Recreated after #886 was auto-closed when the source branch was renamed from cjq/weka-live-assistant-responsescjq/agentx-v0.3.

🤖 Generated with Claude Code

cquil11 and others added 21 commits May 12, 2026 15:12
Bump the SemiAnalysis Weka loader's HF dataset target from the 042026
full-subagent corpus (657 MB / 739 traces) to the no-subagents variant
(2.77 GB / 949 traces / 136k requests). Subagent entries are stripped:
only top-level main-agent turns remain, so each row produces exactly
one conversation downstream (no parent/child fan-out).

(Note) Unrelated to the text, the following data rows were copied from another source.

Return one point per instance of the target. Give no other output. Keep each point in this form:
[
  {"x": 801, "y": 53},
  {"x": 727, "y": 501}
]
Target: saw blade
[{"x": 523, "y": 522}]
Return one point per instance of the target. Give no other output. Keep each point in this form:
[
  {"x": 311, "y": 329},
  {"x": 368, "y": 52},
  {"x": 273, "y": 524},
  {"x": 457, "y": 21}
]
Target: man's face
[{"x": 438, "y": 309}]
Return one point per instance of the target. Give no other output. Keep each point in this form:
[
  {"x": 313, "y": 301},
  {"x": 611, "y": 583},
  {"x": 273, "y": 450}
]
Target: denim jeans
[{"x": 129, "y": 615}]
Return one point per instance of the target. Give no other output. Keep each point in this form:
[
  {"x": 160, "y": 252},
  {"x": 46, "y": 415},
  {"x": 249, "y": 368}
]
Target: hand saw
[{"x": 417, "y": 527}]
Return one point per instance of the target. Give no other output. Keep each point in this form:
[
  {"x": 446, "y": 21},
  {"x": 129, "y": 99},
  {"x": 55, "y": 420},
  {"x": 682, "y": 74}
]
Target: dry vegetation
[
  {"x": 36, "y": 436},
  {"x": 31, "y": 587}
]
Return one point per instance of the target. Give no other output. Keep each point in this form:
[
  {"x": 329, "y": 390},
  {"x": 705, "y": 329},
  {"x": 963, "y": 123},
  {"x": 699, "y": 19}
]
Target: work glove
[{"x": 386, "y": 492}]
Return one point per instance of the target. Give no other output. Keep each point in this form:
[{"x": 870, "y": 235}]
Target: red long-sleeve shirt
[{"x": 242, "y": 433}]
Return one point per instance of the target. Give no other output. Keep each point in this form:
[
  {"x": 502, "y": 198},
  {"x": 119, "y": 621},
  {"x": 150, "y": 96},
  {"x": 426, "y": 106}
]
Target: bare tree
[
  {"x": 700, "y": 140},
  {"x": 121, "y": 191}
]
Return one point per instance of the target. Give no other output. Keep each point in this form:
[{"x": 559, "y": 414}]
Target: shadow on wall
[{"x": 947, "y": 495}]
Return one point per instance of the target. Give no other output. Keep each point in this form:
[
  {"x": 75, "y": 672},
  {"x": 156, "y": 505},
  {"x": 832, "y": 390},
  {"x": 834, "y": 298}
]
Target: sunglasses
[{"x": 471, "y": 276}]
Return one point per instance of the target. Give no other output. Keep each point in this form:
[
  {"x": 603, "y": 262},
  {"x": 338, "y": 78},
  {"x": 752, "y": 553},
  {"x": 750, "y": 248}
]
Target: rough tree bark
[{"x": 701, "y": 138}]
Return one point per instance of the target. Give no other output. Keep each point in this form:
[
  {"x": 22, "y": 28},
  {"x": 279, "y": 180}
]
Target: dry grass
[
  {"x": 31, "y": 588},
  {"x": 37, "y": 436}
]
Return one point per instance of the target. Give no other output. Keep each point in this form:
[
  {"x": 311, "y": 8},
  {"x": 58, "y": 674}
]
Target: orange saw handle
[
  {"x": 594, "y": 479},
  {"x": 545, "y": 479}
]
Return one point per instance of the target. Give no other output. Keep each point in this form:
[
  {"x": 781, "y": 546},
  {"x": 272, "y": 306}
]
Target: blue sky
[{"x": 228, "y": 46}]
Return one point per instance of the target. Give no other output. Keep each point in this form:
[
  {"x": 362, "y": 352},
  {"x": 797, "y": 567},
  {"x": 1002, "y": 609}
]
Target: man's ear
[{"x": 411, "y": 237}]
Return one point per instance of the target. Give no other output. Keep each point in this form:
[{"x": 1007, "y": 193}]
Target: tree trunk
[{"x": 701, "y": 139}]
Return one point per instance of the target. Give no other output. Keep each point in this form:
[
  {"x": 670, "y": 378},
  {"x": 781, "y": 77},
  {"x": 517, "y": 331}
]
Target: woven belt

Plugins.yaml, loader docstrings, and two fixture/constant references in
the unit tests follow the rename. The registered tag and class are
unchanged, so the inferencex-agentx-mvp scenario binding continues to
resolve.

Signed-off-by: Cam Quilici <cjquilici@gmail.com>
Two concurrent aiperf processes that miss the cache on the same key
both pay the expensive tokenize+reconstruct cost today. The atomic
os.replace at the end of populate() means only one set of bytes ends
up canonical, but both sides do the work. On a shared filesystem cache
(Lustre / NFS) with N concurrent agentic jobs, that's N redundant
tokenizations.

Add a cross-process populate lock that serializes the miss path:

  - lookup -> HIT -> use it (no lock, fast path)
  - lookup -> MISS -> acquire flock -> re-lookup -> ...
      -> HIT (someone populated while we waited) -> use it
      -> MISS -> do the tokenize + populate -> release

Implementation mirrors huggingface_hub's WeakFileLock pattern:
  - filelock.FileLock with mode=0o664 so multiple users sharing a cache
    directory contend correctly
  - SoftFileLock fallback on filesystems without flock support
  - INFO log every 10s while waiting so a waiter is visible, not silent
  - thread_local=False so release on a different asyncio worker thread
    (acquire vs release end up on distinct asyncio.to_thread workers)
    still actually drops the OS-level lock
  - asyncio.to_thread for the blocking acquire so the event loop is not
    blocked

Code lives in a new mmap_cache_lock module to keep mmap_cache.py under
the 500-line file-size budget; mmap_cache re-exports acquire_cache_lock
with cache_dir pre-bound so callers see one entry point.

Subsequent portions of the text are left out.